Mind Your Margins

May 17, 2023 by in Leadership Blog

Leviticus 19:9-10 – ‘When you reap the harvest of your land, do not reap to the very edges of your field or gather the gleanings of your harvest.  Do not go over your vineyard a second time or pick up the grapes that have fallen. Leave them for the poor and the foreigner. I am the Lord your God.’

These verses are about reaping and harvesting crops which is something that the early readers of this text would have been familiar with. It’s relevance to many of us today is not in the literal application. I don’t grow barley or wheat in my garden, but there are edges and margins in my life that I can be mindful of. Margins like spaces in my diary – if my time is the field that I harvest from, how do I spend it? If I reap to the edges of my diary, as if every precious second is mine to do what I want with, what space outside my devotional rhythms am I leaving for the Holy Spirit to be at work? Do I leave spaces for allowing other things to flourish? With this in mind, here are three thoughts inspired by these two verses around minding your margins:

  1. Being mindful of your margins, pushes against the entitlement spirit of our age.  The entitlement spirit is particularly deceptive and appealing because it plays on what is, could or should be yours. Yet, if all we do is chase everything that we think should be ours, we walk perilously close to being self-absorbed and a glutton for wealth and entitlement.  Matthew Henry suggests that these verses are the antithesis to entitlement, as they encourage us; ‘not [to] be covetous and griping, and greedy of everything we can lay any claim to; nor insist upon our right in things small and trivial’.  The Kingdom trait of being mindful of our margins, removes any sort of entitlement foothold we leave available for our enemy to exploit.
  2. Being mindful of your margins, invites your future into your world. Is your busyness or ‘productivity’ preventing your future from coming into your today? If Boaz had instructed his harvesters to make sure they gleaned every last barley grain, would his future (Ruth), have stopped and gleaned in his field when she walked into his world?
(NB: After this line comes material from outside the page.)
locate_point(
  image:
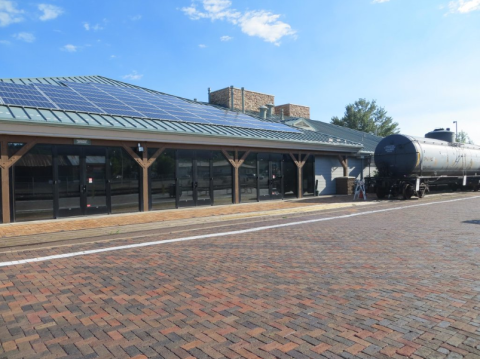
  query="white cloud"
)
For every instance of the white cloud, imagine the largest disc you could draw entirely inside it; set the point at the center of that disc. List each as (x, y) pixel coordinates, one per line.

A faith-filled, generous spirit isn’t just nurtured in the giving (to Ruth when she’s arrived), it could be through the leaving for Ruth, you are sowing for the future even though Ruth hasn’t turned up yet. If we want to share the gospel with people, or to pray for those who are sick and see them recover, we need to leave margins of availability for those Ruths.
  3. Being mindful of your margins, creates space for revelation. Consider what happens in the margins of the field? It’s not just the space that is left for the poor and the foreigner, it’s where nature will thrive.  The first readers would have seen nature up close in the margins of their fields. It’s interesting how often nature is suggested as an image for consideration within the scriptures.  Anyone who knows me, will know I have a love for nature, it’s always been there, but since becoming a Christian, it’s become a springboard of awe and wonder, channelled into worship. As Richard Rohr suggests ‘Creation is our first and final cathedral. Nature is the one song that never stops singing’. There is increasing awareness and recognition of the wellbeing benefits of engaging with nature, so can I encourage you, create space in your margins for a walk in nature, and when you do, walk slowly, listen and look around you, by doing that, you will create opportunity to hear and see a sparrow, that small unglamourous bird, is a beacon, revealing and reminded you afresh of your value to God. 

My hope and prayer is that through these few words, you will mind your margins to push against entitlement, invite your future in and create space to know God more. Amen.